Contrer la culture de l’urgence
Ce parcours avec les gestionnaires a mis en lumière la culture de l’urgence omniprésente en santé. « Ces travailleurs sont toujours en train d’éteindre des feux. Par manque de temps, et donc de concentration, ce qui n’était pas un feu, souvent, en devient un ! » mentionne Mme Delisle. Leur détresse vient ainsi du sentiment de ne pas être en contrôle et de ne pas avoir le temps de bien faire les choses. L’amalgame de ce sentiment d’urgence associé à la culture émotionnelle de la culpabilité de prendre du repos est un terrain fertile aux problèmes de santé mentale. « Nous avons donc amené cette thématique pendant le parcours pour revaloriser le repos en le reliant à une meilleure qualité de soins et de présence aux patients, et en montrant que le repos permettait aux travailleurs de revenir vers ce qui, au départ, les avait amenés à oeuvrer dans ce domaine », explique Mme Burkic.
La troisième étape du projet, une deuxième ronde d’entrevues qui permettra d’observer les retombées du parcours et les défis qui demeurent, devrait se conclure d’ici deux mois. À la suite de quoi, un séminaire sera proposé à un plus grand nombre de gestionnaires.
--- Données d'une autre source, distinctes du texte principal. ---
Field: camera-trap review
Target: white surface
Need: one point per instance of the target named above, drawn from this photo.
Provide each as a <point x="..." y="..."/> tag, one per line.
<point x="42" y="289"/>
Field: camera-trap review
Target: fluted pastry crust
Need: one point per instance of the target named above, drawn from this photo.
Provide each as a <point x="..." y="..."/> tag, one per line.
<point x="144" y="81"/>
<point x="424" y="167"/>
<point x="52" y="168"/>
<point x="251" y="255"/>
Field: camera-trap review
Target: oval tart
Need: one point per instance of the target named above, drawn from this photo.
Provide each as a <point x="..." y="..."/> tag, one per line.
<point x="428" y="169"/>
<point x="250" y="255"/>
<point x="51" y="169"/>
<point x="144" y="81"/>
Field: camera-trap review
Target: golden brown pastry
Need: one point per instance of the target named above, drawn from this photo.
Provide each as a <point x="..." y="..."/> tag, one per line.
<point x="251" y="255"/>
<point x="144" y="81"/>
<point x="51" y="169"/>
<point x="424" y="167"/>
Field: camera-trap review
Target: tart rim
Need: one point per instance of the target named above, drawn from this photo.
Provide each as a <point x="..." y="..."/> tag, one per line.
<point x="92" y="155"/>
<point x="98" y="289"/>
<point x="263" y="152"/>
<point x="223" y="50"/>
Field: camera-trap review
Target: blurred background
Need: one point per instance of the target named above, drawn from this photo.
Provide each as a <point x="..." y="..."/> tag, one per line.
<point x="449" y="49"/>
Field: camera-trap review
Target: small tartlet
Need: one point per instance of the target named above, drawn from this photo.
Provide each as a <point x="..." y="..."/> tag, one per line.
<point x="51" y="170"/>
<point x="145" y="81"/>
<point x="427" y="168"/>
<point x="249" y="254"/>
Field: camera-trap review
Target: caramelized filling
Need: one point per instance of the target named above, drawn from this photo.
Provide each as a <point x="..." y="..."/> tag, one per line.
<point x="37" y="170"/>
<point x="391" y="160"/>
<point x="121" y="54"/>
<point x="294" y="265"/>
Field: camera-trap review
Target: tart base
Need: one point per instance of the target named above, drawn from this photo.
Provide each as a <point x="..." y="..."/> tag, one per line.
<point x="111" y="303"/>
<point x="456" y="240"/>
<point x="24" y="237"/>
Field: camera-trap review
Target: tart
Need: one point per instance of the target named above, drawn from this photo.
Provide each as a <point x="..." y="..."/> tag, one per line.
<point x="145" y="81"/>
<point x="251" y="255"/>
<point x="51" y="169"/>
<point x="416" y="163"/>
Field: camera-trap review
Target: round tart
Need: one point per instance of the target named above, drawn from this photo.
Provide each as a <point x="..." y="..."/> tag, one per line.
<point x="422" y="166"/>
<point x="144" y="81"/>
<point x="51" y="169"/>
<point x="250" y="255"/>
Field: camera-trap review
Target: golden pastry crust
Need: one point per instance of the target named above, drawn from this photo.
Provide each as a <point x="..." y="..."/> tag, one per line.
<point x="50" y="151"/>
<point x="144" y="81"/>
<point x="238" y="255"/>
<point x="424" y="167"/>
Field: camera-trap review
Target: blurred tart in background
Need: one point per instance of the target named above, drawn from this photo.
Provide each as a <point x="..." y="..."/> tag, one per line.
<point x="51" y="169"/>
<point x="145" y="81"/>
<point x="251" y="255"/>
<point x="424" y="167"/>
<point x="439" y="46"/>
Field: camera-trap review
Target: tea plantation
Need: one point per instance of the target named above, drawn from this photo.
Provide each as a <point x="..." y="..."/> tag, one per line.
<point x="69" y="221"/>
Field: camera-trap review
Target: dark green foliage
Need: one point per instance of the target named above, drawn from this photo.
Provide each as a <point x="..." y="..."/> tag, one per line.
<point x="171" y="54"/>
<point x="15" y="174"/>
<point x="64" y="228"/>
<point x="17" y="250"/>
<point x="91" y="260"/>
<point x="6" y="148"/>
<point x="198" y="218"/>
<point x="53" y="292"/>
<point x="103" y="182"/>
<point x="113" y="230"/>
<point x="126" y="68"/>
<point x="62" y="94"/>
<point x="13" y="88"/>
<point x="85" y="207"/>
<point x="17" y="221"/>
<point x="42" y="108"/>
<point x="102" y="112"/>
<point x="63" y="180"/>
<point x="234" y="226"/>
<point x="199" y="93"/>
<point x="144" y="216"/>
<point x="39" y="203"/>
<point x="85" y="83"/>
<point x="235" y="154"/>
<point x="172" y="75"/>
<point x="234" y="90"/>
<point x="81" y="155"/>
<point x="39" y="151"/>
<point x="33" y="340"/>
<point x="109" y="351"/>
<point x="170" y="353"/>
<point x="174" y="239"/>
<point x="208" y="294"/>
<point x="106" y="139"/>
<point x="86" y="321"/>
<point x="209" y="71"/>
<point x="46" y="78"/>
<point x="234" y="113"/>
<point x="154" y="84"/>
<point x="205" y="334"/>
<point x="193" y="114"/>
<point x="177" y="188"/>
D’ici là, quelques solutions émergent. « Se mettre des limites, comme gestionnaire, et, si on adopte l’équilibre comme valeur, donner l’exemple à nos employés », souligne Mme Delisle. Revenir à ce temps de pause que représentait le dîner : un temps sans travail, un temps pour faire une marche. « Être transparent dans les mesures de conciliation qu’on offre à certains employés et proposer des mesures qui ont du sens pour minimiser la frustration », ajoute la professeure. Finalement, inclure toute l’équipe dans l’amélioration de la conciliation travail et vie personnelle pour que tous se sentent représentés dans les mesures prises, et « ainsi faire appel à la responsabilité de chacun dans l’amélioration de la culture de l’équipe », conclut Mme Burkic.